The courage, determination, ingenuity and faith of the missionaries, who within a generation transformed an extremely cruel, primitive society, cannot fail to impress. They communicated with their headquarters in Paris and with their supporters in western Europe as often as possible, and it was because of the demand that they created that the first postal routes serving the missions on the ‘upper’ Zambezi were developed, initially via Bechuanaland Protectorate, then a runner service via Kazungula and Bulawayo, followed by a route via Livingstone and a runner and ox-cart service, and finally utilising the rail link to Bulawayo.
The story of the mission is told in published accounts by Coillard (photographed above in 1902 at Sesheke surrounded by fellow missionaries), his niece and others who were involved, but it is also to be read in the messages on the cards and is vividly illustrated by the 12 or more series of postcards that were produced to publicise the mission and raise funds. The main chapters of the book describe the postal routes and rates, but there is an introductory chapter and a final chapter describing and illustrating the postcards. There are 112 illustrations, a useful index and four tables of information about the people, the rates and the covers traced.
This Memoir, the 11th in which Alan Drysdall has had a hand, contains much social history interest, and will be essential to those interested in the postal history of Central Africa.
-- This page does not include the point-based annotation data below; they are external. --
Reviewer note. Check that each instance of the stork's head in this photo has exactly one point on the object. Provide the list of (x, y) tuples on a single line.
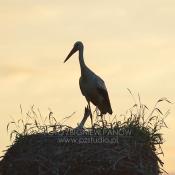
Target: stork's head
[(77, 47)]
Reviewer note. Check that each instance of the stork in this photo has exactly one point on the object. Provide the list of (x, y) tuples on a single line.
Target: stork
[(91, 85)]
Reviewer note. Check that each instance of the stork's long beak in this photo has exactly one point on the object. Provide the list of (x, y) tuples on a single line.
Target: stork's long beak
[(71, 53)]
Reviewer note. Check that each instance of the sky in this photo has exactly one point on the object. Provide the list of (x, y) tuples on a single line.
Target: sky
[(130, 44)]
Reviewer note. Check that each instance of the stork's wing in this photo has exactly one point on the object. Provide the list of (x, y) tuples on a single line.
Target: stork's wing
[(101, 88)]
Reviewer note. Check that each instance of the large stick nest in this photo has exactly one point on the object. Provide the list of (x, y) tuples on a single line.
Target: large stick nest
[(130, 147)]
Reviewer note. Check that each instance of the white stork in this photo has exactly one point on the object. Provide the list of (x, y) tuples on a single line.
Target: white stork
[(91, 85)]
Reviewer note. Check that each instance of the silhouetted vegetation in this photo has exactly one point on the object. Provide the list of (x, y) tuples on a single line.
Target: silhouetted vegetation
[(46, 146)]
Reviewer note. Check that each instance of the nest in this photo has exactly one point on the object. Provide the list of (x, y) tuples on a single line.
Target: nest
[(130, 147)]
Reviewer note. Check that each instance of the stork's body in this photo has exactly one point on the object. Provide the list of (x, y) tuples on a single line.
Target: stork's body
[(91, 85)]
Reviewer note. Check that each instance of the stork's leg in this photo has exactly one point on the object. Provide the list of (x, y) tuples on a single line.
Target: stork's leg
[(86, 115), (90, 113)]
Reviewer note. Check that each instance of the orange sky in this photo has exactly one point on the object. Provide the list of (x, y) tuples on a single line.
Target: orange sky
[(130, 44)]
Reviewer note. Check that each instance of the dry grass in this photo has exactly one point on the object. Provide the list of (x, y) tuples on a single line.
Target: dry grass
[(144, 143)]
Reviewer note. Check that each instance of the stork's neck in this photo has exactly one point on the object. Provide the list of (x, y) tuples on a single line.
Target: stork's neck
[(81, 60)]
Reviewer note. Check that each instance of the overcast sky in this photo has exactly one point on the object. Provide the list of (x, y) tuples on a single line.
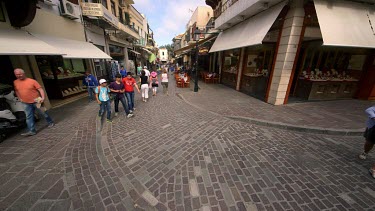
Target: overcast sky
[(167, 18)]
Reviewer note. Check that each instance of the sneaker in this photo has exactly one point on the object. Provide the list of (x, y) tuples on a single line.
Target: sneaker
[(28, 134), (363, 156), (372, 172)]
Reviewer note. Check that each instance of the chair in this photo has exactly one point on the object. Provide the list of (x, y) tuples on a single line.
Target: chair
[(180, 83), (207, 78), (215, 78), (187, 82)]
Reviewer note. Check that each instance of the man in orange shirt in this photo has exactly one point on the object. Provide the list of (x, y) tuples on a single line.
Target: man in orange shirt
[(28, 91), (129, 83)]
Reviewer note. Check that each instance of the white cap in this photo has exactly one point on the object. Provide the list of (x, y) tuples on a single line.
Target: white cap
[(102, 81)]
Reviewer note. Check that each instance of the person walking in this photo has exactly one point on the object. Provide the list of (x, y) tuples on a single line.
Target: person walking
[(91, 83), (123, 72), (102, 97), (154, 83), (147, 72), (164, 81), (130, 83), (369, 133), (30, 93), (139, 69), (144, 86), (118, 88)]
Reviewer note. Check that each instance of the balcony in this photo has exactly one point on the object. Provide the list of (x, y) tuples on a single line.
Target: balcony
[(231, 12), (97, 14)]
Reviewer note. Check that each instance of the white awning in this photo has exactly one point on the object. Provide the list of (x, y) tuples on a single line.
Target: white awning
[(248, 33), (345, 23), (135, 52), (19, 42), (73, 49), (145, 49)]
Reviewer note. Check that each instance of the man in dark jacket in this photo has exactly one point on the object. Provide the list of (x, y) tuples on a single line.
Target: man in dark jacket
[(91, 83)]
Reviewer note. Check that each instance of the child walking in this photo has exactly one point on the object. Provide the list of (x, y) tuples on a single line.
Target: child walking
[(154, 82), (144, 85), (164, 81), (102, 97)]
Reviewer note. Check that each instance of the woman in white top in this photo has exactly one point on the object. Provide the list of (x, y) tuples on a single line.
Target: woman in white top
[(164, 81)]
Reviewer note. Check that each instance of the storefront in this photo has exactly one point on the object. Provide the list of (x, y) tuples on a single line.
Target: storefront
[(327, 73), (302, 51), (231, 65), (6, 75), (61, 77), (256, 70)]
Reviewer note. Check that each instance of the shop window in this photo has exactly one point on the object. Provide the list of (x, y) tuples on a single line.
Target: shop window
[(104, 3), (61, 77), (73, 1), (2, 16), (113, 8), (328, 63)]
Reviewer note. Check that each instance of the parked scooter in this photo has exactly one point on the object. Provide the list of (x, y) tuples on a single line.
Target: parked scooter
[(12, 114)]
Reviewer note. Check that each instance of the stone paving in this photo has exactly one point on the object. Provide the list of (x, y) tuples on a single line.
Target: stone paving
[(174, 156), (338, 114)]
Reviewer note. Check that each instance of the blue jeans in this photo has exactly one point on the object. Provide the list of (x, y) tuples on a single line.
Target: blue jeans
[(105, 106), (123, 102), (91, 90), (130, 97), (30, 121)]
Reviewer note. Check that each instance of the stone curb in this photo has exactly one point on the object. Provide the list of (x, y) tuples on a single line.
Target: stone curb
[(318, 130), (285, 126)]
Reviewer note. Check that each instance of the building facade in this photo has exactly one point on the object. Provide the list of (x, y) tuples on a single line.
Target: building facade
[(163, 55), (296, 50), (47, 41)]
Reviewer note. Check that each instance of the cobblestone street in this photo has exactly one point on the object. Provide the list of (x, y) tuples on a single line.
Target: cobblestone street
[(175, 156)]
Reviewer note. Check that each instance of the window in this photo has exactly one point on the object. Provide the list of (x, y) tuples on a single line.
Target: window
[(104, 3), (2, 17), (121, 17), (113, 8)]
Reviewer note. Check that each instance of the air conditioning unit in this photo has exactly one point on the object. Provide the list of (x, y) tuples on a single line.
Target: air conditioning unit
[(69, 10)]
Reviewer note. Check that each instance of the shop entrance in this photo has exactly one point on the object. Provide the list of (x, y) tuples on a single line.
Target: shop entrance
[(6, 74)]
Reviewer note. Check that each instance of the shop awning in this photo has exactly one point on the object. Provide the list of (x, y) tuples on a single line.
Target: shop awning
[(189, 47), (148, 51), (135, 52), (152, 58), (345, 23), (248, 33), (73, 49), (19, 42)]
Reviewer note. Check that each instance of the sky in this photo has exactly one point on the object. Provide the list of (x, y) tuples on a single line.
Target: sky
[(167, 18)]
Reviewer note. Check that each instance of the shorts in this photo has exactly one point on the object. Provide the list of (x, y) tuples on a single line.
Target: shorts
[(164, 84), (370, 135)]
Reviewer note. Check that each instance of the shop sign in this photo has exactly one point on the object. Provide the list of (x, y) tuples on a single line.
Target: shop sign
[(92, 9), (98, 10), (203, 50)]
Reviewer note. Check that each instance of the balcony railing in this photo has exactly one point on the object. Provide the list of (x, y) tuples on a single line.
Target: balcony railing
[(222, 7)]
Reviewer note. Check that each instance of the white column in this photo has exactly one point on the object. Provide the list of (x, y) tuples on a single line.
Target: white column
[(286, 55), (239, 73)]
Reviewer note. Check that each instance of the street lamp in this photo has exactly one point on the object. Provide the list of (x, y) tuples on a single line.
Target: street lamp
[(196, 36)]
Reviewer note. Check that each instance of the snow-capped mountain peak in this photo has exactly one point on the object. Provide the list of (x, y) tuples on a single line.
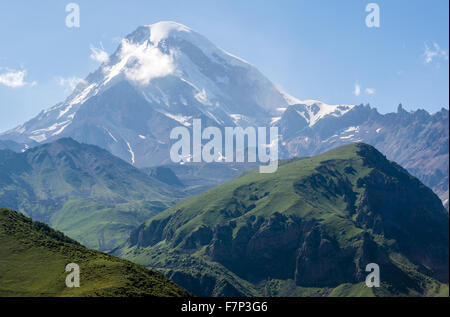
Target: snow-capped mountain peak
[(163, 74)]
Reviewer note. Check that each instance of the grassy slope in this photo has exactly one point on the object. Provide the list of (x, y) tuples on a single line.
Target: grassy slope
[(81, 190), (260, 195), (33, 259)]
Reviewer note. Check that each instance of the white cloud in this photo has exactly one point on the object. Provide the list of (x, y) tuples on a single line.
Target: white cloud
[(357, 90), (370, 91), (99, 54), (70, 83), (14, 79), (433, 52), (141, 63)]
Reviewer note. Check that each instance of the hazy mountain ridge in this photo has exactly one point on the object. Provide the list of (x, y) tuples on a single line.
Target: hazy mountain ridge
[(165, 75)]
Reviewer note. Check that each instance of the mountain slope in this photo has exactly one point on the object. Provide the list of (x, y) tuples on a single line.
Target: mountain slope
[(416, 140), (308, 229), (33, 258), (81, 190), (165, 75)]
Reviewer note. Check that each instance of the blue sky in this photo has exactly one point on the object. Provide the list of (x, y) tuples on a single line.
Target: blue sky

It can also provide a useful reference for postal historians generally.
The Early Postal History of Barotseland; the Role of the Paris Missionaries in N.W. Rhodesia by Sean Burke, Alan Drysdall RDP, RDPSA and Paul Peggie, Memoir 15 of the Rhodesian Study Circle; 144 pages with 112 illustrations, the majority, including all the covers and postal stationery cards, in colour; photocopied on A4 with card and transparent plastic covers and spiral bound.